Joerg Schilling wrote:
> James Carlson <carls...@workingcode.com> wrote:
> 
>>> But I also mentioned that is is simple to write a driver that supports such 
>>> information. As Solaris does not support DCF-77 receivers, I did e.g. write 
>>> a 
>>> small driver that installs itself in the related callback tables from the 
>>> "zs" 
>>> driver in order to fetch the time when a related line from the DCF-77 
>>> receiver 
>>> indicated a second clock signal. This driver later allowed to read the time 
>>> stamp via ioctl.
>> As long as your DCF-77 receiver has a PPS output, the system already
>> supports it, and has supported it for ages.  No special driver required.
>>
>> Look into the TIOCSPPS ioctl on the termio(7I) man page.  Instead of
>> relaying the information to user space (which involves latency), the
>> mechanism automatically adjusts the system clock and latches the
>> timestamp of the last tick.  You can get the timestamp with TIOCGPPSEV.
>>
>> I'm pretty sure that xntpd supports this interface.  I remember a
>> co-working in Burlington setting up a test system with a GPS time source
>> many years ago.
> 
> I did implement my code between 1992 and 1994 and the way I interpret the 
> documentation, it seems that the Solaris driver does not deal with the fact
> that the pulse at the 59. second is missing.
> 
> DCF-77 uses cheap reaceiver hardware that has been developed by Telefunken 
> for 
> Junghans wrist watches around 1980. For decoding the 0s and 1s in the data 
> stream, you set the baudrate to 50 baud and then use a char table to detect 
> 100ms vs 200 ms pulses.
> 
> For DCF-77, you then need to throw away the pulse start time samples that are
> outside the standard deviation and you need to implement a low pass on the 
> rest of the samples. If you do it the right way, you get aprox. 200 usec 
> accuracy when you have a user space daemon that implements the filters and 
> that sets an adjust value for adjtime().
> 
> Is this implemented on Solaris now?

As I plainly said before, if your hardware supports standard PPS output
-- a quick Google search tells me that the Meinberg COM52HS supports
this, but I have no clue about the hardware you were using -- then the
generic PPS feature in the Solaris serial drivers should do the trick.
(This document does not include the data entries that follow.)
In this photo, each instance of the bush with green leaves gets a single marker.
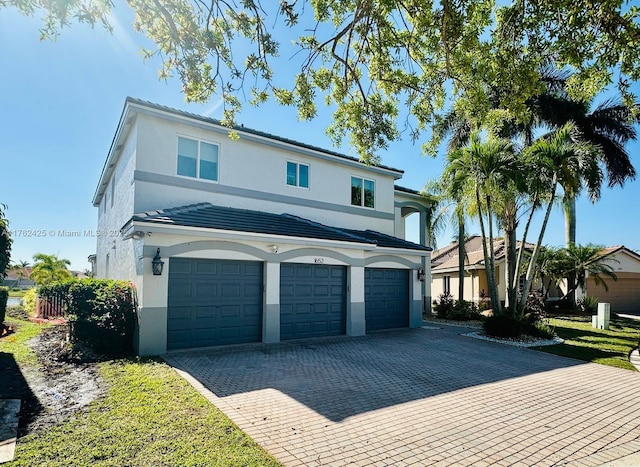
(587, 305)
(101, 313)
(4, 296)
(459, 310)
(443, 305)
(29, 301)
(533, 322)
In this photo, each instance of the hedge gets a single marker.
(101, 312)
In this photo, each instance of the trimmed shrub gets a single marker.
(502, 326)
(464, 311)
(101, 313)
(540, 329)
(444, 305)
(4, 296)
(448, 308)
(587, 305)
(29, 301)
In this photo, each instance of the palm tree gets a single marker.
(475, 172)
(20, 268)
(5, 242)
(49, 268)
(441, 203)
(609, 127)
(560, 158)
(588, 261)
(550, 266)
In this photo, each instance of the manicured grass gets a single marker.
(150, 416)
(16, 343)
(584, 342)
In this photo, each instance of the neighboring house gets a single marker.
(262, 238)
(16, 280)
(624, 293)
(445, 277)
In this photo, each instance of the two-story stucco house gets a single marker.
(262, 238)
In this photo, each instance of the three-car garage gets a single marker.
(220, 302)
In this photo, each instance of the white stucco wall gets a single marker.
(622, 262)
(113, 213)
(261, 170)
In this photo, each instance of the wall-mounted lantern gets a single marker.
(157, 264)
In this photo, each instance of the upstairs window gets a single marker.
(362, 192)
(446, 285)
(197, 159)
(297, 174)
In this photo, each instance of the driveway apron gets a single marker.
(424, 396)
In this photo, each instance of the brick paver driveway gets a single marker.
(420, 397)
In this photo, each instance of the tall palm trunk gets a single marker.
(461, 256)
(519, 261)
(510, 266)
(534, 256)
(570, 239)
(491, 277)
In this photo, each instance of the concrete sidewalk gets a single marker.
(421, 397)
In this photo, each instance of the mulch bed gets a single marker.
(65, 381)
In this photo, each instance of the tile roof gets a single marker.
(447, 257)
(209, 216)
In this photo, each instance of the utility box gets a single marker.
(601, 320)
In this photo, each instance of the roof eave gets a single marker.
(126, 119)
(175, 229)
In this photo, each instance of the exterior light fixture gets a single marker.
(157, 264)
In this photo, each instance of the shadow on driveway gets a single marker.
(342, 377)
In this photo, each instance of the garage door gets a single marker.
(312, 300)
(213, 302)
(386, 298)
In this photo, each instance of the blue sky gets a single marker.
(61, 101)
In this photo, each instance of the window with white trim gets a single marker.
(197, 159)
(113, 189)
(362, 192)
(446, 285)
(297, 174)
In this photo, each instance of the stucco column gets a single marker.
(425, 290)
(151, 336)
(415, 314)
(356, 325)
(271, 308)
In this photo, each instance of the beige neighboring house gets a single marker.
(444, 270)
(623, 294)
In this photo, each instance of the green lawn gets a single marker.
(16, 343)
(149, 417)
(583, 342)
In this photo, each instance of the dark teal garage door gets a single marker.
(312, 300)
(386, 298)
(213, 302)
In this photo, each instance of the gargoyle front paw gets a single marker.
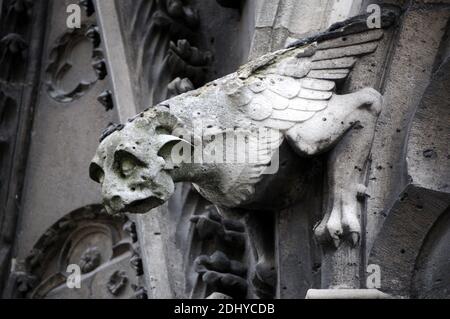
(222, 274)
(341, 224)
(264, 280)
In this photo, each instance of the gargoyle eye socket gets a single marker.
(96, 173)
(126, 162)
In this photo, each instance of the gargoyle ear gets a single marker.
(174, 150)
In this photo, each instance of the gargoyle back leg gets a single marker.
(356, 115)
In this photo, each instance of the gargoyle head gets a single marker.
(132, 168)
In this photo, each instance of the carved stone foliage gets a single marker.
(221, 262)
(98, 243)
(65, 81)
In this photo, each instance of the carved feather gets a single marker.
(290, 86)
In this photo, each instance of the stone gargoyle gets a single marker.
(285, 105)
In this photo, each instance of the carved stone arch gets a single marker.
(98, 243)
(63, 58)
(401, 240)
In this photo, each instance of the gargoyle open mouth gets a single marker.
(143, 205)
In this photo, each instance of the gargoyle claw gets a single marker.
(222, 274)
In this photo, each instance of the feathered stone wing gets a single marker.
(292, 85)
(283, 88)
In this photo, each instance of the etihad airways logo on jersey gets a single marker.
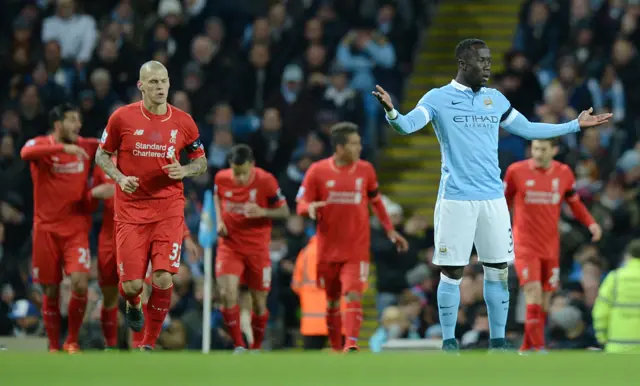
(477, 120)
(349, 198)
(541, 198)
(153, 150)
(69, 168)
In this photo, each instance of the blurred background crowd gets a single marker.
(276, 75)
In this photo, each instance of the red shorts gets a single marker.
(107, 265)
(138, 244)
(254, 271)
(340, 278)
(52, 254)
(544, 271)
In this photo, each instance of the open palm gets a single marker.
(585, 119)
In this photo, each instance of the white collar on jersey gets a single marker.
(461, 87)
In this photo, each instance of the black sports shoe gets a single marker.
(499, 345)
(135, 318)
(450, 345)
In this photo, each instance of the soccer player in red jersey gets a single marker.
(149, 207)
(104, 189)
(336, 192)
(535, 189)
(246, 199)
(60, 165)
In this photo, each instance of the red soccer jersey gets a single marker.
(145, 143)
(536, 196)
(59, 184)
(343, 224)
(106, 231)
(247, 236)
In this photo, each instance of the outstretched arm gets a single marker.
(414, 121)
(518, 124)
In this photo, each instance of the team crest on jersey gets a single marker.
(555, 186)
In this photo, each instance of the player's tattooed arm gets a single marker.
(252, 210)
(103, 159)
(278, 213)
(196, 167)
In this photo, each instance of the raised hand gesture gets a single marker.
(383, 97)
(585, 119)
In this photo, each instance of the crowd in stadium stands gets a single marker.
(277, 75)
(273, 74)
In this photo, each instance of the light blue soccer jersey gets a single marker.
(467, 125)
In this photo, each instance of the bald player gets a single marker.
(148, 137)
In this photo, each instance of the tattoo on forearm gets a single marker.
(281, 212)
(196, 167)
(103, 159)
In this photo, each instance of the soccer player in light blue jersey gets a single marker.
(471, 208)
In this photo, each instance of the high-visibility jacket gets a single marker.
(313, 300)
(616, 312)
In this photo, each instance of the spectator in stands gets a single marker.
(181, 100)
(253, 81)
(626, 62)
(93, 118)
(291, 179)
(607, 90)
(272, 148)
(294, 102)
(556, 109)
(101, 83)
(122, 69)
(76, 33)
(537, 35)
(32, 112)
(59, 71)
(346, 101)
(219, 149)
(50, 92)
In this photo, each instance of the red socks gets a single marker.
(51, 317)
(258, 326)
(133, 300)
(352, 322)
(109, 320)
(334, 325)
(157, 310)
(137, 337)
(232, 320)
(77, 306)
(534, 328)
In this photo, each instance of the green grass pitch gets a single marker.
(316, 369)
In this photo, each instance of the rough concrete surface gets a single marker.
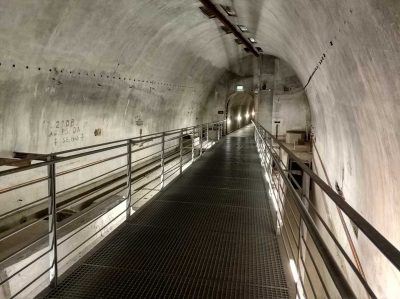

If not, then you'd probably need to modify the drivers or buy better
hardware.  I suspect, though, that going up to user space to do the work
(rather than doing it in the driver) is a bit of a bummer, particularly
on a busy system where dispatch delays could become unpredictable.
That's why it's quite intentionally not implemented that way on Solaris
or OpenSolaris.

In any event, this entire discussion has not a whit to do with the
original poster's question.  So I'm done.